What is happening with more alarming frequency now is rural hospitals having to temporarily – and sometimes even permanently – close their emergency rooms because of lack of staff or resources. And as rural doctors and other healthcare providers retire, it is becoming harder to attract those professionals to our rural communities, even as our communities grow and require additional resources.

Although it’s not directly a farm issue, access to health care in rural areas is critical – access for us as patients to emergency rooms, staff and doctors, and for hospitals and clinics to be able to access innovation, technology and workers to properly treat residents in their service areas.

Rural healthcare is also part of the bigger issue of rural economic development. Since the pandemic, more Ontarians are moving to rural areas or smaller hub communities and one of the big criteria is access to healthcare.
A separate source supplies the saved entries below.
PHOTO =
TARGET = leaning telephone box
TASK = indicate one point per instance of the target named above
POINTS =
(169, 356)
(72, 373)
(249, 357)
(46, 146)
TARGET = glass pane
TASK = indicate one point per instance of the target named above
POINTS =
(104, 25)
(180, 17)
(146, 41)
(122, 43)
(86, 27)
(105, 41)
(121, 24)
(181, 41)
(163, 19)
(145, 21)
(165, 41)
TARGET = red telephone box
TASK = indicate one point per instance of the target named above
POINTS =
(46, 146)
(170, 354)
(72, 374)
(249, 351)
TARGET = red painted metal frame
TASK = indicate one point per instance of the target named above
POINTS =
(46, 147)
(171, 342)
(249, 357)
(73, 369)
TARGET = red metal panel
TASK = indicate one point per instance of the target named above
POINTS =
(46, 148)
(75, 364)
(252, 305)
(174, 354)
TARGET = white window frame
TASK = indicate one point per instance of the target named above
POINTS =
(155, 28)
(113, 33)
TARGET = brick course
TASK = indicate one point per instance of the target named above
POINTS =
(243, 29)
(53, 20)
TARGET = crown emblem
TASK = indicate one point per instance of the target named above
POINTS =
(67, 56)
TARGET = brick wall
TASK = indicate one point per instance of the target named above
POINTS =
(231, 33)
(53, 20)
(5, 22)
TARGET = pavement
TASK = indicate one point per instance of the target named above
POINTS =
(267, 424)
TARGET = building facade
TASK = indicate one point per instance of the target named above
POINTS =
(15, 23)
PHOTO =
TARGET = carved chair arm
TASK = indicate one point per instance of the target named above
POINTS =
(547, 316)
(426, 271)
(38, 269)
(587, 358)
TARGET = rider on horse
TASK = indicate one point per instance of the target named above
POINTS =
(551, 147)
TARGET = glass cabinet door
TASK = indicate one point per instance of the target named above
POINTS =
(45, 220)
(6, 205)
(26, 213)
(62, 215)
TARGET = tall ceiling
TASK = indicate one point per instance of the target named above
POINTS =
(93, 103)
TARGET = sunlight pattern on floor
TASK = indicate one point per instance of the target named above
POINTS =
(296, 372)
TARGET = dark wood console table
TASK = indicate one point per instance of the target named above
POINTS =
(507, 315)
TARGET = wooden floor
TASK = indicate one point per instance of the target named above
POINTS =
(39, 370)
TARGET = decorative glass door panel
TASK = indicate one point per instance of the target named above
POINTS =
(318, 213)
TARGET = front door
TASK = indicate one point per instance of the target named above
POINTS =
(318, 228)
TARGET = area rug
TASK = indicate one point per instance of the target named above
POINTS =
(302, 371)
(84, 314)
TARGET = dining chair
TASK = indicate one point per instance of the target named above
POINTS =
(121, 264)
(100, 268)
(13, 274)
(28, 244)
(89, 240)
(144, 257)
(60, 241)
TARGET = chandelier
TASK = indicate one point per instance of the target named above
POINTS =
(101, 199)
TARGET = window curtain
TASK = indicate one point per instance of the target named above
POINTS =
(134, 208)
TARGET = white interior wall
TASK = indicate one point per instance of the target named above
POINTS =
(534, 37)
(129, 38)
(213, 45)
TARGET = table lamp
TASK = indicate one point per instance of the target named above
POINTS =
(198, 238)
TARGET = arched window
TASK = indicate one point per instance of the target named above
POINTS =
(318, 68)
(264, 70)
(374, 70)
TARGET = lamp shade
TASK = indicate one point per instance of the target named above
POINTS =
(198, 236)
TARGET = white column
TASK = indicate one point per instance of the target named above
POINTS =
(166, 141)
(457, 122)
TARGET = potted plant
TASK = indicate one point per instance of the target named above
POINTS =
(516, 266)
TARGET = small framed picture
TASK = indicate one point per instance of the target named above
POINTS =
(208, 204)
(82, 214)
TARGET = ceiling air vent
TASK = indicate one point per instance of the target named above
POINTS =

For those communities themselves, the better their infrastructure, the better able they are to attract and retain healthcare professionals.

Last fall, delegates at the Ontario Federation of Agriculture (OFA) annual convention passed a resolution that our organization work with other provincial health care stakeholders to urge the Ontario government to act more quickly and decisively in filling staffing gaps within the provincial healthcare system, and support legislation, tools, and activities to improve access to healthcare.

Since then, OFA has written to Ontario Health Minister Sylvia Jones to raise awareness of the rural healthcare issue. Last winter, we focused on rural healthcare and the importance of taking steps to address its challenges during our Queen’s Park advocacy day where we met with MPPs of all parties. We communicated the urgency of labour shortages and the heightened risk to rural Ontario posed by emergency room closures.

We’ve asked the provincial government to prioritize filling staffing gaps and making funding available to leverage innovation, technology and evaluate new patient care approaches and models that have been successful in other communities.

We’ve also encouraged government to better support long-term care services across rural and northern Ontario by recruiting and retaining skilled labour and establishing adequate, predictable and stable direct care funding for these facilities.

Current challenges aside, I do want to take this opportunity to thank the healthcare professionals in our system today. The work that you do is hard but so very valuable and I can say that from my own experience with my cancer treatments, that I received wonderful care and compassion from the medical staff charged with looking after me.

We know that there is a lot to be done to support the future of our healthcare system and that healthcare is not the only priority file the government is tasked with addressing. However, as our population both grows and ages, the demands on healthcare in Ontario will only increase and our existing challenges and shortcomings will only become more acute.

Government investments into rural infrastructure such as our hospitals will support the health of our communities and the sustainability of future generations of farmers. Many of the most impactful solutions take time to implement and work to their best capacities, so the time to start is now.